Energy has taken the No. 2 spot on hotel managers’ lists of most-costly operating expenses. “Next to labor, energy costs are the second-highest group of expenses we have. Because it’s so important to the economy brands [to keep costs down], an almost-equal amount of attention needs to be given to energy and energy costs - especially because, as of late, they have been rising at a much more rapid rate,” says Dan Gilligan, vice president of utilities and administrative service, Accor NA, Carrollton, TX.
The brands in the portfolio (Red Roof Inn, Sofitel, Novotel, Studio 6, Motel 6, and Ibis) are using smart strategies and some the best tools available to proactively manage energy use throughout hotel properties. With many booked rooms conditioning the air to meet guests’ preferences even while they are away - sometimes for as long as 12 or more hours per day - cutting back on wasted energy has been an obvious target of the program.
Additional priorities include analyzing energy-consumption patterns at owned properties, testing energy-efficient equipment and (when proven effective) implementing it as a standard, and sharing best practices and energy-management strategies across the portfolio.
To gain a better understanding of the portfolio’s energy profile, Accor NA outsourced bill payment and processing. Its service provider extracts information such as consumption and demand- and cost-related data from billing records. The consolidation of this data makes analysis easier. “It helps us understand the usage patterns of the properties and how they differ based on areas of the country, age of the buildings, and certain design characteristics. Understanding how energy is consumed in properties is extremely critical to making business decisions about where and how we attack conservation projects,” says Gilligan.
Utilities and Administrative
Service, Accor NA,
Carrollton, TX
The system has also helped validate the technologies that are truly effective at reducing energy consumption. As an example, when newer heat-pump technology was installed to improve HVAC efficiency in economy hotels in the Northern United States, the data verified a reduction in energy use. “We were able to show that [the technology] would have a good return on the incremental investment. We used that data and information to change our standard,” Gilligan explains.
To halt the practice of conditioning booked (but unoccupied) guestrooms, Accor NA investigated wireless thermostats, PTAC controllers, and sensors by installing the technology in 23 U.S. hotel properties in 2003. After a year of testing the systems and validating energy savings, the company installed the technology in the majority of its properties.
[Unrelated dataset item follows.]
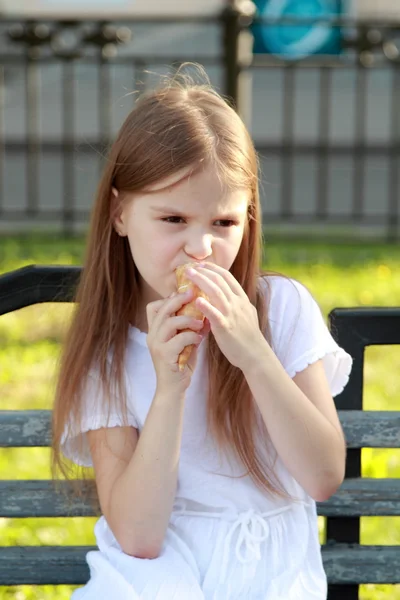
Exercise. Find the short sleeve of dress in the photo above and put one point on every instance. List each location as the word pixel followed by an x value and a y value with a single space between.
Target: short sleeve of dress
pixel 300 335
pixel 95 414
Energy savings of between 20 to 25 percent are achieved by the computerized system’s ability to set back temperatures to energy-conserving levels when the room is unoccupied and resume the guest’s desired temperature upon return.
Beneficial strategies and technologies that assist with energy-efficiency goals are formally documented as guidelines in the Accor Hotels Environment Charter. Originally introduced in 1998 by Accor NA’s parent company, the charter covered 15 environmental action items. Today, the charter offers 65 tips for environmentally friendly operation and resource conservation to general managers. Even though energy is only one of the nine areas highlighted in the charter, the advice provided is substantial. Of the 19 energy-related guidelines noted, many relate to lighting and HVAC systems. Every guideline explains the reasons behind the initiative as well as the necessary steps to achieve compliance.
With so many guests preferring to patronize environmentally friendly hotels today, it wouldn’t be surprising if reservations increased as energy consumption dropped across the Accor NA portfolio.